Po wczorajszym treningu sztab trenerski podjął decyzję o podjechaniu na plażę. Piłkarze weszli do chłodnego o tej porze Morza Śródziemnego, odbywając tym samym swoistą odnowę biologiczną.
Dziś nasi piłkarze rozegrają sparing z CSKA Sofia. Początek tego spotkania o godzinie 16.
Mateusz Mak udzielił krótkiej wypowiedzi po drugim dniu przygotowań drużyny w miejscowości Kargıcak w ośrodku Goldcity Sport Complex.
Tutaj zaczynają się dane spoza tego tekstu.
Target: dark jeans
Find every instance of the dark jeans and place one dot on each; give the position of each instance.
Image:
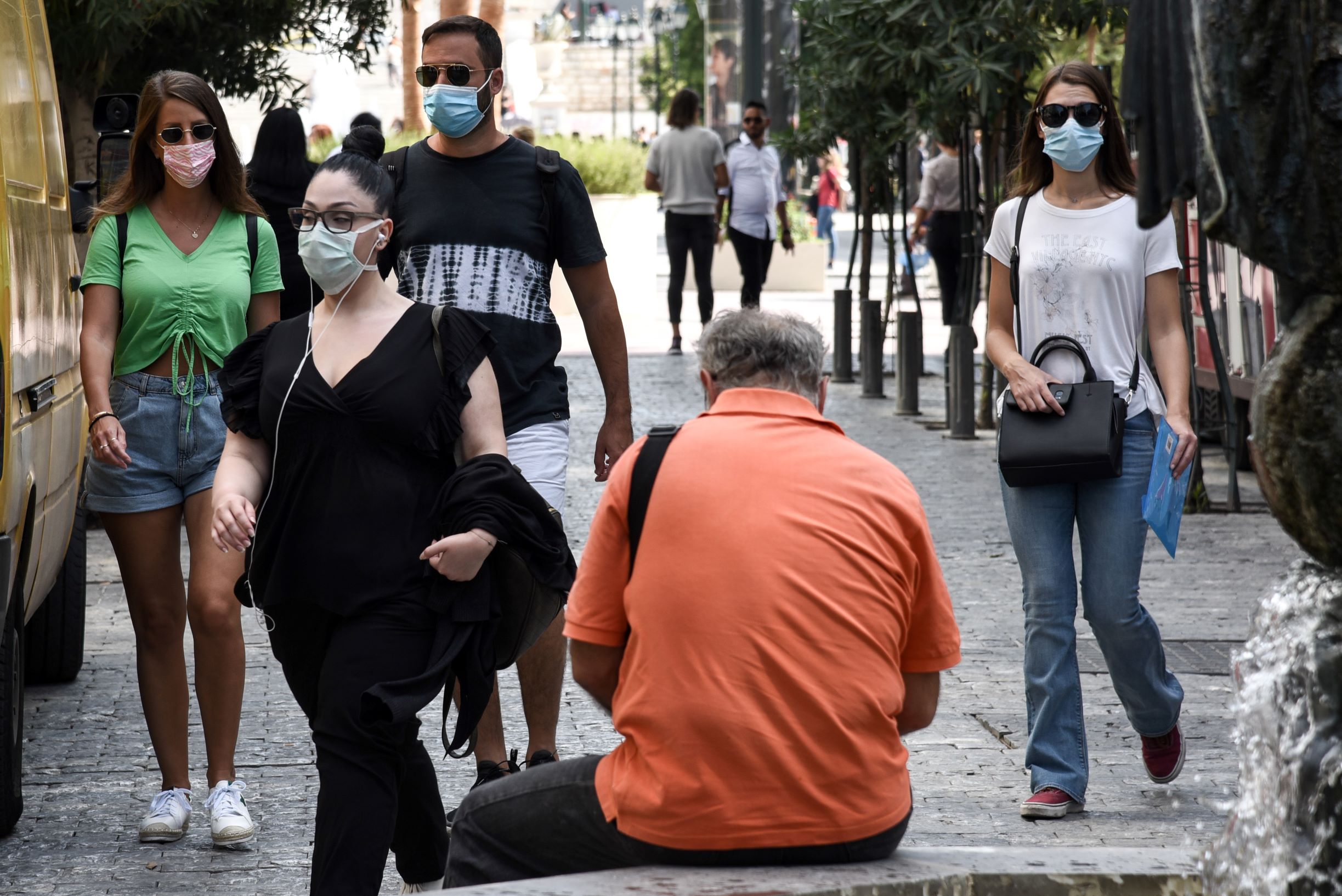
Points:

Rano trenowaliśmy bardzo intensywnie, aby jutro w pierwszym naszym sparingu zrealizować założenia wytyczone przez trenera. Po treningu pojechaliśmy nad morze, aby wejść do wody i trochę się zregenerować – melduje Mateusz Mak.
Nasz zawodnik przekazuje, że wszyscy zawodnicy czują się dobrze i nikt nie narzeka na urazy.
– Całe szczęście, że nie ma urazów. Jesteśmy wszyscy nastawieni na bardzo ciężką pracę i myślę, że trener się z tego cieszy, bo ma tutaj prawie wszystkich zawodników do dyspozycji.
– Gramy swój pierwszy sparing, a naszym przeciwnikiem będzie CSKA Sofia. Będziemy oczywiście chcieli go wygrać. Pozdrawiam wszystkich kibiców i trzymajcie się – kończy Mateusz Mak.